[Numpy-discussion] Covariance matrix from polyfit

Thu Jul 4 20:01:17 EDT 2013

Hi all,

I recently adopted python, and am in the process of replacing my old 
analysis tools. For simple (e.g., linear) interpolations and 
extrapolations, in the past I used gnuplot. Today I set up the 
equivalent with polyfit in numpy v1.7.1, first running a simple test to 
reproduce the gnuplot result.

A discussion on this list back in February alerted me that I should use 
1/sigma for the weights in polyfit as opposed to 1/sigma**2. Fine -- 
that's not what I'm used to, but I can make a note.
http://mail.scipy.org/pipermail/numpy-discussion/2013-February/065649.html

Another issue mentioned in that thread is scaling the covariance matrix by
fac = resids / (len(x) - order - 2.0)
This wreaked havoc on the simple test I mentioned above (and include 
below), which fit three data points to a straight line.
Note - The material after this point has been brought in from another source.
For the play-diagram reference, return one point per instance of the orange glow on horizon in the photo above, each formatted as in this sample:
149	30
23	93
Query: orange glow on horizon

I spent hours 
trying to figure out why numpy returned negative variances, before 
tracking down this line. And, indeed, if I add a fake fourth data point, 
I end up with inf's and nan's.

There is some lengthy justification for subtracting that 2 around line 
590 in lib/polynomial.py. Fine -- it's nothing I recall seeing before 
(and I removed it from my local installation), but I'm just a new user.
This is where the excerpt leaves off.